UWM scientist lands $542,000 NSF award for modeling virtual tumor tissues

Cancerous tumors don’t happen in a vacuum. They develop in a cellular soup that can contribute to the disease’s progression.

Mahsa Dabagh, a biomedical engineer at UWM’s College of Engineering & Applied Science, knows this first-hand. Her specialty is computational modeling of how cells and organelles inside of cells sense and respond to changes in their surroundings.

Instead of relying on animal models to probe the micro-environment of cancer, Dabagh, an assistant professor, is building a virtual model of a human tumor, using data that characterizes the tissue on a molecular level. Tracking cellular changes of the tissue would provide the biomarkers that could reveal the stage of the cancer – or even predict if the tissue in question is likely to turn malignant or metastasize, she said.

The research is funded by a Faculty Early Career Development (CAREER) award just announced by the National Science Foundation. Dabagh will use the five-year $542,000 grant to construct the model and apply it to a prevalent type of pancreatic tumor, known as pancreatic ductal adenocarcinoma.

Patients with pancreatic cancer often don’t have physical symptoms, like pain, until the disease in its late stages or has spread to other places in the body.

“If we understand the cellular mechanisms of malignancy, and we track those, then we are in good place for prevention and treatment,” Dabagh said. “I believe this model will be very helpful in increasing earlier and more accurate cancer diagnoses.”

CAREER awards are the NSF’s most prestigious grants for early career researchers. They support the professional development of teacher-scholars who are most likely to become the academic leaders of this century.

For this project, she will take a comparative approach, modeling healthy tissue and diseased tissue to find the differences.

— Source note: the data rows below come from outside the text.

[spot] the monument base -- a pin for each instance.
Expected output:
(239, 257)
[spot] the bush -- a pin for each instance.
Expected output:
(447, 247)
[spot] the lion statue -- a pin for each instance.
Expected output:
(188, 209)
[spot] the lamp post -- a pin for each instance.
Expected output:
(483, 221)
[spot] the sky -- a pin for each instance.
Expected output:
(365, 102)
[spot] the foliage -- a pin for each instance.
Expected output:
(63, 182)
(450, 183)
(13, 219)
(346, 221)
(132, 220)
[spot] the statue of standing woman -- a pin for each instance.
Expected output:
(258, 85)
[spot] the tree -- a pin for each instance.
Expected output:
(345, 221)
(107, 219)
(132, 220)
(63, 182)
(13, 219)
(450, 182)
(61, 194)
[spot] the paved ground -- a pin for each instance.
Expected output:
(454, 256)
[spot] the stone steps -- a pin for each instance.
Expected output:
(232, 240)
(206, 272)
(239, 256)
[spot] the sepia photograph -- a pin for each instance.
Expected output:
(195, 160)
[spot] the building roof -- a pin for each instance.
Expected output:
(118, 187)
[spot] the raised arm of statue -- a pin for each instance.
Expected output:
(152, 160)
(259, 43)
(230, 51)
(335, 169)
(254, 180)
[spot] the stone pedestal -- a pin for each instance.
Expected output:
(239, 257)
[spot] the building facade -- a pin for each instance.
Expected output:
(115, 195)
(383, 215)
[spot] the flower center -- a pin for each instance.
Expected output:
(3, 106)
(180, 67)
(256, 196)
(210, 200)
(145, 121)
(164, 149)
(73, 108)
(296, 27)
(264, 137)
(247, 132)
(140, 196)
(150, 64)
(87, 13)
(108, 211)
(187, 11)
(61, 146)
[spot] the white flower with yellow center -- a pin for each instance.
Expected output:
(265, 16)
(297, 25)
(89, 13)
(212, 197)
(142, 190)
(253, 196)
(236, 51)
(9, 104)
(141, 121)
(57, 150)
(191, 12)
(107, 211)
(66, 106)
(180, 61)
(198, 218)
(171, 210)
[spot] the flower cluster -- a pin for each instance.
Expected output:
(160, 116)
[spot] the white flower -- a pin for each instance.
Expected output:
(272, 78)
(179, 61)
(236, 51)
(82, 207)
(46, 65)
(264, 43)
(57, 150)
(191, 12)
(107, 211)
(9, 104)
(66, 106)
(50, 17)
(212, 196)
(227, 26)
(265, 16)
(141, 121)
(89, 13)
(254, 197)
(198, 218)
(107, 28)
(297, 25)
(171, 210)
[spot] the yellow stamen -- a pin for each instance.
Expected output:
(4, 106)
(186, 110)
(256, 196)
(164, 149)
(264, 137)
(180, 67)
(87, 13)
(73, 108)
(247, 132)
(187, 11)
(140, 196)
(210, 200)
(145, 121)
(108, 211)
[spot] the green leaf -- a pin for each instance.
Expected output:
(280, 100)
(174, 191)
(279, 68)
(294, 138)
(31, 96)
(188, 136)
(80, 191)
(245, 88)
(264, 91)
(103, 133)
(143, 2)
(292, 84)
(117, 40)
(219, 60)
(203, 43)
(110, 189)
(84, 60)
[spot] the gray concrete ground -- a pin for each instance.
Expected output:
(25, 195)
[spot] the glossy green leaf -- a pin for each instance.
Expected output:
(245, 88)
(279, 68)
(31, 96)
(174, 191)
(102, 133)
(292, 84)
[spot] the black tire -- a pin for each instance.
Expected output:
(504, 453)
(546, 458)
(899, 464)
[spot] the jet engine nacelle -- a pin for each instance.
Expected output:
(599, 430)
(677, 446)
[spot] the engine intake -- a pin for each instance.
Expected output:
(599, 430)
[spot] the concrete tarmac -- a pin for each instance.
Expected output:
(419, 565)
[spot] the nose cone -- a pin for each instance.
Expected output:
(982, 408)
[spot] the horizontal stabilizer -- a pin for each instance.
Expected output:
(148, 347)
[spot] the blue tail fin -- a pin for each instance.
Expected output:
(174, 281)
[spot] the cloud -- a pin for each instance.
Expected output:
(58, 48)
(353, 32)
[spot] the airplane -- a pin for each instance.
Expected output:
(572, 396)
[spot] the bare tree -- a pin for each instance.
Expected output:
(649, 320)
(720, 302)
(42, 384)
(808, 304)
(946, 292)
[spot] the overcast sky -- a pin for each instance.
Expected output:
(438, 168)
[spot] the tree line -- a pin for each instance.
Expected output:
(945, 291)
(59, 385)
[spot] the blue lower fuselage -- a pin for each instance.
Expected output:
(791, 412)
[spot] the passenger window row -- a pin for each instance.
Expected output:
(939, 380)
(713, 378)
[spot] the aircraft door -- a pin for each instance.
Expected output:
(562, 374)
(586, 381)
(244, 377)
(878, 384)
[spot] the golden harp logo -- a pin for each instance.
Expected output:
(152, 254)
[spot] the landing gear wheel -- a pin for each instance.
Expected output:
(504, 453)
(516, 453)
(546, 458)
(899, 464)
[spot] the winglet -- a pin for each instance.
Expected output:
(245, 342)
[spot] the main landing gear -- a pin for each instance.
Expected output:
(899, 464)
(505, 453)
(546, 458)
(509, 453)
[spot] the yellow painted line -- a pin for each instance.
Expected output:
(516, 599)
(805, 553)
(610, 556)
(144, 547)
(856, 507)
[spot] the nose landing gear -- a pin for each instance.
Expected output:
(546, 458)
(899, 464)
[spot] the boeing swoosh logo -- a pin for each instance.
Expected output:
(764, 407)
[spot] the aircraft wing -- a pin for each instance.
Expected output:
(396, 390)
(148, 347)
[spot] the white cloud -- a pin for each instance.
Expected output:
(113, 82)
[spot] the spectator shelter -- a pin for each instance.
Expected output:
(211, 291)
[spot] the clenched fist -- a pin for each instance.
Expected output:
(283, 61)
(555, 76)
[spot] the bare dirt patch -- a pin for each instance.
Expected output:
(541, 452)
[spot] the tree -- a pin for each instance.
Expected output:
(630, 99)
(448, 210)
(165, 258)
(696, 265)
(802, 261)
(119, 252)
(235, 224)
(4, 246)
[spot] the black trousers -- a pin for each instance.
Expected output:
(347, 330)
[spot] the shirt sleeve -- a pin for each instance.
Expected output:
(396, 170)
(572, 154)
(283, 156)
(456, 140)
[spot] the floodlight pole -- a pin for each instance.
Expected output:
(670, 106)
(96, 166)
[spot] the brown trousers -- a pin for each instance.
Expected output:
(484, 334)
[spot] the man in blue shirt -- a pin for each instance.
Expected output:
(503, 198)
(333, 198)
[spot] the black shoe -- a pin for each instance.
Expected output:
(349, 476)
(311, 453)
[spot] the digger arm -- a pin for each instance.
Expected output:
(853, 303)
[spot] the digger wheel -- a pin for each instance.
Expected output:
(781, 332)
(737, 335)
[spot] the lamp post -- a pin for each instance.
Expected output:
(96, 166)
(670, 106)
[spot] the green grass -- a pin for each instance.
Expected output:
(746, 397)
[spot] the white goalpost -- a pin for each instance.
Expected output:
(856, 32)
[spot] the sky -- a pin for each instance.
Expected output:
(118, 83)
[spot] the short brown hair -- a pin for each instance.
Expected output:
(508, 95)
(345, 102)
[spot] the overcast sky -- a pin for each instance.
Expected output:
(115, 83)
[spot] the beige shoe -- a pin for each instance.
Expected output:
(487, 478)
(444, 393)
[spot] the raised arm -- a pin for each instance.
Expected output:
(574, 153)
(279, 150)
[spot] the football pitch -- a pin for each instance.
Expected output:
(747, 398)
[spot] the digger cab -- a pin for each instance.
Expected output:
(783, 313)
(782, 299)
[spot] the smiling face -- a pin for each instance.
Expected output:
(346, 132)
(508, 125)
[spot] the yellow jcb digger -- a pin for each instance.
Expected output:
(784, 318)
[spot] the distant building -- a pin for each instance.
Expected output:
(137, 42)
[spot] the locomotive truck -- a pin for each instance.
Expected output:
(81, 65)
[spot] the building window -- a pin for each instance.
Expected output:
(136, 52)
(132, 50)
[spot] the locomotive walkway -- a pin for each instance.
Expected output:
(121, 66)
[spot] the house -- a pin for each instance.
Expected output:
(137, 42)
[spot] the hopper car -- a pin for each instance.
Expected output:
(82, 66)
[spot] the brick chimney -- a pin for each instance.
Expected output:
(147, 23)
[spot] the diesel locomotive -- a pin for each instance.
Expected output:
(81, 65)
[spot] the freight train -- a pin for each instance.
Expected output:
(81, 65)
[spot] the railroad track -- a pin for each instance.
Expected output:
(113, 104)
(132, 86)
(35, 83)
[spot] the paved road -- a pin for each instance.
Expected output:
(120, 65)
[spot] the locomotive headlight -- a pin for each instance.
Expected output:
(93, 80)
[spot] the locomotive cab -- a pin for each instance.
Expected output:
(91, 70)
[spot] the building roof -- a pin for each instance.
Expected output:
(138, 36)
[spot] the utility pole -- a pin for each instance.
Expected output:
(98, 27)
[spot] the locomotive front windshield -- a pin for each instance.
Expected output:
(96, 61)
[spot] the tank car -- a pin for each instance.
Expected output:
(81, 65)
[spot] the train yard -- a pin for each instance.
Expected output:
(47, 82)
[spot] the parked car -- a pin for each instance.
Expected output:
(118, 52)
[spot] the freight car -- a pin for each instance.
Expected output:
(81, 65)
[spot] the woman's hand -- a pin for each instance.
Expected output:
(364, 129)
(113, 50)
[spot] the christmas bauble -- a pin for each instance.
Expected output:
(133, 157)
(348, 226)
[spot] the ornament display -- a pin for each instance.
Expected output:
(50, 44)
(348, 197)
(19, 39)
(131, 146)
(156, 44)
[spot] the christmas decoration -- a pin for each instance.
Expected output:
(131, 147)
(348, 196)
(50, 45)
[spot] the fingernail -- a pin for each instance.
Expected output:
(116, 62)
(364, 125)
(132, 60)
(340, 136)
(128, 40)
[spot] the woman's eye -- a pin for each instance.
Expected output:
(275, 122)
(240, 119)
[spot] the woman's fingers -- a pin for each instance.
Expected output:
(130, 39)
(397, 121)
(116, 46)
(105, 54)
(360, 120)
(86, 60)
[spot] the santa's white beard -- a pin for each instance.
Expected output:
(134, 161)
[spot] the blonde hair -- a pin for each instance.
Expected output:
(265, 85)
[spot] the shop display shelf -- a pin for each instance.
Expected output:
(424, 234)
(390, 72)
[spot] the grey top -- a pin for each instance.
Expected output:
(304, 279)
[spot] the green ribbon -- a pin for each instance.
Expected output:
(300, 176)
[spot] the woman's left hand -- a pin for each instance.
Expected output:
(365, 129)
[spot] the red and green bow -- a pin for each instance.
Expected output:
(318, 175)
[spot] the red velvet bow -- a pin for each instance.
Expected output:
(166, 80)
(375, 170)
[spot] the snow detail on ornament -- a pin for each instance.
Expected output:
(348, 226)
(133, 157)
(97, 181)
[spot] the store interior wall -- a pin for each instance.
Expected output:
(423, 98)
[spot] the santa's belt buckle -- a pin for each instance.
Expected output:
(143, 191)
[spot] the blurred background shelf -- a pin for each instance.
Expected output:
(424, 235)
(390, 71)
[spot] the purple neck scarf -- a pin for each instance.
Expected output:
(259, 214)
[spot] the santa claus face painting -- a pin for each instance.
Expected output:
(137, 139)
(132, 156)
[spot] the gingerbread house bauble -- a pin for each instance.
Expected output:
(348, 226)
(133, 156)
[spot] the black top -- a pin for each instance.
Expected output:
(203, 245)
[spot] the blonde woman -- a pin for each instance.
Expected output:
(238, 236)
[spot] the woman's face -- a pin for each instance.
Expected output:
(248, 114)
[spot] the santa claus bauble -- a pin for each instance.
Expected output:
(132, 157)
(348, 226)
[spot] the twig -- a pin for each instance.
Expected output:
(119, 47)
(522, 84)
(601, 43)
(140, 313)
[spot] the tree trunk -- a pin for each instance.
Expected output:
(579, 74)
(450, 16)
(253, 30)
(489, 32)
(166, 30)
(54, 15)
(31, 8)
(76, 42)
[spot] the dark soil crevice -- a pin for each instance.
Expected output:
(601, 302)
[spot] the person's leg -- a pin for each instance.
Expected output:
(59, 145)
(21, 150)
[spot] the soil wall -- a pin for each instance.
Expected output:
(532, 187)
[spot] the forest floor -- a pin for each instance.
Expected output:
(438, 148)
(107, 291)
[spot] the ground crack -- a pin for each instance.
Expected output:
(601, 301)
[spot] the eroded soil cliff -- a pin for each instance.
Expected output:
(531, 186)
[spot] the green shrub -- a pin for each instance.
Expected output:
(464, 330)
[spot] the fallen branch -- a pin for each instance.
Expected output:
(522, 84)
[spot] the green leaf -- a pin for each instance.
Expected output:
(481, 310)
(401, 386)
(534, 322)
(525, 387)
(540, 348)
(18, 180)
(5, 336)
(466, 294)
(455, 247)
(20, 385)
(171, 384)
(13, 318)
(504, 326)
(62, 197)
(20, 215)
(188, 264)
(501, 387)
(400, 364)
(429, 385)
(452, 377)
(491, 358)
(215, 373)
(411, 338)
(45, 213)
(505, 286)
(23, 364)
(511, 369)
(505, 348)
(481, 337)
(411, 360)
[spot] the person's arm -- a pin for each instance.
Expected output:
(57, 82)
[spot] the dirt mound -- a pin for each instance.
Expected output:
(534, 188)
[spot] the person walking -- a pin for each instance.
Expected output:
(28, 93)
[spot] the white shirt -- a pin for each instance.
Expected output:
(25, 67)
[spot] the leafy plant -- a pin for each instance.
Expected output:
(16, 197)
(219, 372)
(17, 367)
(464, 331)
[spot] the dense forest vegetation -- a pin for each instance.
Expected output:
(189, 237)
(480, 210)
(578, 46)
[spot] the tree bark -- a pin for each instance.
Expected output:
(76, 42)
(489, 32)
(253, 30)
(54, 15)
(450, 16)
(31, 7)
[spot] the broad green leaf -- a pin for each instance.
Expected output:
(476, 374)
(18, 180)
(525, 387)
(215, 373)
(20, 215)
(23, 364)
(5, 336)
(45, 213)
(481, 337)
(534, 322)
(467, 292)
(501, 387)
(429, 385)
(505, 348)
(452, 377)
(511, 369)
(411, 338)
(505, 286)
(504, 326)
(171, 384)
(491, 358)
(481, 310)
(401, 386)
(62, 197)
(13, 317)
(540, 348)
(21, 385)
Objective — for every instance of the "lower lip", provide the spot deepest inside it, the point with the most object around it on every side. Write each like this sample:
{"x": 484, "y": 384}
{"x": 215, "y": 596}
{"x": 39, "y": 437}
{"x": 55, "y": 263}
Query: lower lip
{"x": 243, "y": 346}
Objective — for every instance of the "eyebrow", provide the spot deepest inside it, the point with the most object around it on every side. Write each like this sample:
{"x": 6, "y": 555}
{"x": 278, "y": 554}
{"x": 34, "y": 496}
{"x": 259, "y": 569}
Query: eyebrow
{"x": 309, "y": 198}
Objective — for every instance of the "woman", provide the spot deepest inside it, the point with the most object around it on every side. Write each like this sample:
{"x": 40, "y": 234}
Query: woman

“Cancer cells move around to find the best place to grow,” Dabagh said. “Once we have a view of the changing composition, then we work backwards to find the biomarkers.”

Using atomic force microscopy to measure molecular forces in 3D, Dabagh and her lab members will determine biomechanical properties of different tissues and then feed that into the computational model. With cancer, for example, different levels of tissue stiffness signal malignancy or progressive malignancy, she said.

“We would also look for a vascular network starting to form around the tissue because blood vessels are needed for cancer to grow,” she said.

Another feature the team will track is the level of collagen fiber, a common fibrous protein in the body that provides structure to tissues. With pancreatic cancer, collagen fiber builds up, forming a thick layer of scar tissue around the tumor and blocking drugs from reaching the cancer cells.

A unique aspect of the model is that it can be personalized for individual patients by using their particular biological data.

Because the model will replicate the complexity and heterogeneity of a real human tumor, it could also be modified to use in revealing the progression of other diseases, such as atherosclerotic cardiovascular diseases, healing of chronic wounds and the spread of viruses. It also has promise as a platform to safely evaluate new drugs and treatments.